DAILY FILM DOSE: A Daily Film Appreciation and Review Blog: SUNDANCE REPORT #14: Good Hair

Friday, 23 January 2009


Good Hair (2009) dir. Jeff Stilson


Chris Rock co-writes, produces and stars in this insightful and entertaining documentary about black women’s hair. Really? Can this provide enough material for a feature length documentary? For sure.

According to the interviewees every black woman in America, whether it’s celebrities, or regular working class gals, will tell you they spend a fortune on their hair. As a result a very profitable culture of hair has developed in the African-American community. Chris Rock’s documentary sources out the products, personalities and politics of the American-American hair industry.

Director Stilson”s camera follows Rock around the world in search of the answers to his questions. How big is this industry? To demonstrate America’s obsession with hair Rock takes us to the annual Hair Styling Battle in Atlanta GA – a garish and corny Super Bowl of black hair stylists. We get to see several of the top performers prepare and execute their lavish broadway style production numbers. It’s all laughably absurd.

Rock also discusses the culture of weaves, the elaborate form of wigs – a formerly discreet form of hairstyling which only recently has been publicly talked about by women. The global phenomenon is explored as Rock travels to India to find where the hair from these weaves actually comes from. The contrast between the Hindu ritual of shaving one’s head and where there hair actually goes to and how much it costs is shocking.

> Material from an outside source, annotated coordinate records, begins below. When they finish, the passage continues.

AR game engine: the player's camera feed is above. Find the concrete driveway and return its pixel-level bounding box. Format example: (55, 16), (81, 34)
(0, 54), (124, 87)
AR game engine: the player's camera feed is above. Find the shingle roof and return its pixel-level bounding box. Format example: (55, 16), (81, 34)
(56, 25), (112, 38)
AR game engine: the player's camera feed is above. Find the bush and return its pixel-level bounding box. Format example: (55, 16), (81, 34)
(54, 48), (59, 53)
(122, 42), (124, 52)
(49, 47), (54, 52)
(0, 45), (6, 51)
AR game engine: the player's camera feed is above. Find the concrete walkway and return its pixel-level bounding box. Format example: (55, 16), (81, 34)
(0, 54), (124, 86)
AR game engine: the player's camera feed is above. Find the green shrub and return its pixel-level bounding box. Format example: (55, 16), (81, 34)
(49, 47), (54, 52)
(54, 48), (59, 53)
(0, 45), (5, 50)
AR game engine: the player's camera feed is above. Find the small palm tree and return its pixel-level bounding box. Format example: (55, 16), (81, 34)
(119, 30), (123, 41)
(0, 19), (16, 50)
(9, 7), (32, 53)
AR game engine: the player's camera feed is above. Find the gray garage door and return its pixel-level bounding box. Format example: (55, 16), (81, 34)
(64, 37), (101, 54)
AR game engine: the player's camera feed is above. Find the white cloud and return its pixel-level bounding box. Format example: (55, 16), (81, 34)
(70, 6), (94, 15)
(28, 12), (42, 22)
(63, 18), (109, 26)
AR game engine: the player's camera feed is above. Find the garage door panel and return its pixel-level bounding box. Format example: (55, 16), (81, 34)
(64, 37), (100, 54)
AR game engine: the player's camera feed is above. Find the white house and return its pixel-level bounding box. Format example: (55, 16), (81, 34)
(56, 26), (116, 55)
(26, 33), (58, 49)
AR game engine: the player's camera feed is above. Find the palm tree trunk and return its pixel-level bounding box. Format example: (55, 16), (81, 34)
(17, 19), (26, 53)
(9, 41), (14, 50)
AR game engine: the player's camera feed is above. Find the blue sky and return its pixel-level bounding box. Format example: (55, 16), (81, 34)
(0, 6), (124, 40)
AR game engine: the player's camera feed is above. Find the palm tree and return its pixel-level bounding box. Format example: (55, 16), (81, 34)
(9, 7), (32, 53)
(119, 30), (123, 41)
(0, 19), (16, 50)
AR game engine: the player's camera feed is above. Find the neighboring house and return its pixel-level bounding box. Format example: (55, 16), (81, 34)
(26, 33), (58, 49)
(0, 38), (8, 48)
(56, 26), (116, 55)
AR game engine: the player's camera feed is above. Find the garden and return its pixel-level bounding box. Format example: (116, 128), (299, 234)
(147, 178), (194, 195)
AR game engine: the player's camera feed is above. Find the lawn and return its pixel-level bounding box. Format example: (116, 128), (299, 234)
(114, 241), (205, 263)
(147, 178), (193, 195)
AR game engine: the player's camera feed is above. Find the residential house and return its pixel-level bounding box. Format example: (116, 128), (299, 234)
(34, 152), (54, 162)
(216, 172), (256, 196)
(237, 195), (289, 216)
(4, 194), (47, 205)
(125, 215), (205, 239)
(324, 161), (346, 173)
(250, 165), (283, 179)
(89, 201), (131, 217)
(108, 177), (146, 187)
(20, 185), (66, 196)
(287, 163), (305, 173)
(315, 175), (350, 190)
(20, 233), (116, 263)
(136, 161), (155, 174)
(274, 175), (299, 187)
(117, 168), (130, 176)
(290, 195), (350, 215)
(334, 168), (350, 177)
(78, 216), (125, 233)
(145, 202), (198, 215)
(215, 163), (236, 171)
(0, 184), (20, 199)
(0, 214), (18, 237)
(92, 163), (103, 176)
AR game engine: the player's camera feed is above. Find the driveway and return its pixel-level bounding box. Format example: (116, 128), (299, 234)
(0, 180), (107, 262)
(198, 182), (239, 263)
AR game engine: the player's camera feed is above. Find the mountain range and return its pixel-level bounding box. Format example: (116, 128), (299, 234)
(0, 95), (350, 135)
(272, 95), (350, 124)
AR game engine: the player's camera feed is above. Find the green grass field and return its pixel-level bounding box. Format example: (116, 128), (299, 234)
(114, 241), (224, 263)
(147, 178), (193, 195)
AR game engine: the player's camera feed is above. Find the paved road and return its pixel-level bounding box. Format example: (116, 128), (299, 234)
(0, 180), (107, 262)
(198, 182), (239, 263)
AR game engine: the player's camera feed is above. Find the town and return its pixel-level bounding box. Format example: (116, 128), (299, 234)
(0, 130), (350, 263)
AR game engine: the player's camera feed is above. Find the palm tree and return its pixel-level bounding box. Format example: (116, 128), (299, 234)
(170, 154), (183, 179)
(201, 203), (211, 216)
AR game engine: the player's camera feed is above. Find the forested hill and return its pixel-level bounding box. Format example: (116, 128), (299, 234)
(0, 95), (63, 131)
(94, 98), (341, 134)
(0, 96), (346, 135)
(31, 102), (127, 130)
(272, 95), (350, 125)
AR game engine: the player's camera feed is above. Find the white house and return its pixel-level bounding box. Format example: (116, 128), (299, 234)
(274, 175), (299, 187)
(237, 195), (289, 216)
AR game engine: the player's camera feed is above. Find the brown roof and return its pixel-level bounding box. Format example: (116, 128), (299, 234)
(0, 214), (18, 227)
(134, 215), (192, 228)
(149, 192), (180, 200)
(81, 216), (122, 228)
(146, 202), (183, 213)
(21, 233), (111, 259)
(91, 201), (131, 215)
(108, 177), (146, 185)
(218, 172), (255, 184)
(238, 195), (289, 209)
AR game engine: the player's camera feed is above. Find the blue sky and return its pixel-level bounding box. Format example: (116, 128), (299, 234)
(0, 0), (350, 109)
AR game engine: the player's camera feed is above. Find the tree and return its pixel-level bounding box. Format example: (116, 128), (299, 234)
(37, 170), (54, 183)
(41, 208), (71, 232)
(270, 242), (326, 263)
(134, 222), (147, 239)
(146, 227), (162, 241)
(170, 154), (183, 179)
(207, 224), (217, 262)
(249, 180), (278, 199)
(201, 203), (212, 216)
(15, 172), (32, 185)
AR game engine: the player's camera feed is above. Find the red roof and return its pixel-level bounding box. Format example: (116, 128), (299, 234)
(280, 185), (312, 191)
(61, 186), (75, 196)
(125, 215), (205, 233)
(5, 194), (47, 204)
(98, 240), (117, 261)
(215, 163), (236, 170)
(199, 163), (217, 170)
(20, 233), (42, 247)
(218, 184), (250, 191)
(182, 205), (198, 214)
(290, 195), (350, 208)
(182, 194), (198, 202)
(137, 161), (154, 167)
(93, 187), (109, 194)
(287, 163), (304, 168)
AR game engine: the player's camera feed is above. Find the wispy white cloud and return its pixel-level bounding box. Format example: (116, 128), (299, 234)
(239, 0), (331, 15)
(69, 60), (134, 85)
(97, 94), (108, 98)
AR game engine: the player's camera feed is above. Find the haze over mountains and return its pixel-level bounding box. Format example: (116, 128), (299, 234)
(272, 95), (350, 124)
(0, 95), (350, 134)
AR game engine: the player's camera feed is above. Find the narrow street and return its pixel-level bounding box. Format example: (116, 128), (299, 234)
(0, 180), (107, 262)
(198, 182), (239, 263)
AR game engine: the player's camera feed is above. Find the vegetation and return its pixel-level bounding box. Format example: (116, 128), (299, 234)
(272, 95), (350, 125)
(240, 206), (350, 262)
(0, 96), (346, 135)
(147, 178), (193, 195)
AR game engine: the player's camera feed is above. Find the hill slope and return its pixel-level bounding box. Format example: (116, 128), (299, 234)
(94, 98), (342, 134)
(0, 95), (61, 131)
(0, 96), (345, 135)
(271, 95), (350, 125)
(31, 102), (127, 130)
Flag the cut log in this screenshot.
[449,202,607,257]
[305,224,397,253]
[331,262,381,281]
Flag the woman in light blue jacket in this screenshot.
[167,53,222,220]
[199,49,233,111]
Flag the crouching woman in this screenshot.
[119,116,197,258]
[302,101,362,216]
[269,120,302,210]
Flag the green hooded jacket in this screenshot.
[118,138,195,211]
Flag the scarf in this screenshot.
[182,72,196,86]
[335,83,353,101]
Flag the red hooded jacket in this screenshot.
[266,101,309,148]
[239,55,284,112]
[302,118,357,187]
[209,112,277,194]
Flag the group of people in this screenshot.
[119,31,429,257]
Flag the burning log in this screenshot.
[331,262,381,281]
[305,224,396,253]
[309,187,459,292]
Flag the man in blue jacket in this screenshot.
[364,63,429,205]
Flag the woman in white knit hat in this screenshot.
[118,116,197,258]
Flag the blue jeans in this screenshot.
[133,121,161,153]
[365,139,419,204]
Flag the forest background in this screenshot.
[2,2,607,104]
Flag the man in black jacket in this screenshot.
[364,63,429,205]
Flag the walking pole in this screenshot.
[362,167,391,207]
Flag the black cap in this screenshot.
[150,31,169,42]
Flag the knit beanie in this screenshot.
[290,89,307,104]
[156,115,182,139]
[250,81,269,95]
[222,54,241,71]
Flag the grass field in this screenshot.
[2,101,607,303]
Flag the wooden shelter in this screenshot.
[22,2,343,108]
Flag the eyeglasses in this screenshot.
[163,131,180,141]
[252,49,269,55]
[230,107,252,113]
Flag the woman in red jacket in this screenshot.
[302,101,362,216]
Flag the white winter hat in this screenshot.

Ironically, at times Chris Rock himself feels like the crutch of the film. Having to wing most of his gags on the spot with the fly-on-the-wall camera rolling produces many dead jokes. His voiceover (of course, he’s not a professional VO man) feels unncesssary, telling us we already iknow. I wonder how the film would played without Rock in it? Just as good, if not better actually.

The strength of the film are the characters Rock introduces us to. The barbershop scenes zing with honest naturalism. Of course, an African American barbershop is historically a place of social congregation. The real honest opinions come out with the effervescence and zeal of a speaker’s corner podium.

The topic of hairdos provides an entry point to examine a vibrant culture and style many of us outside of the community only see on sitcoms and movies. Enjoy.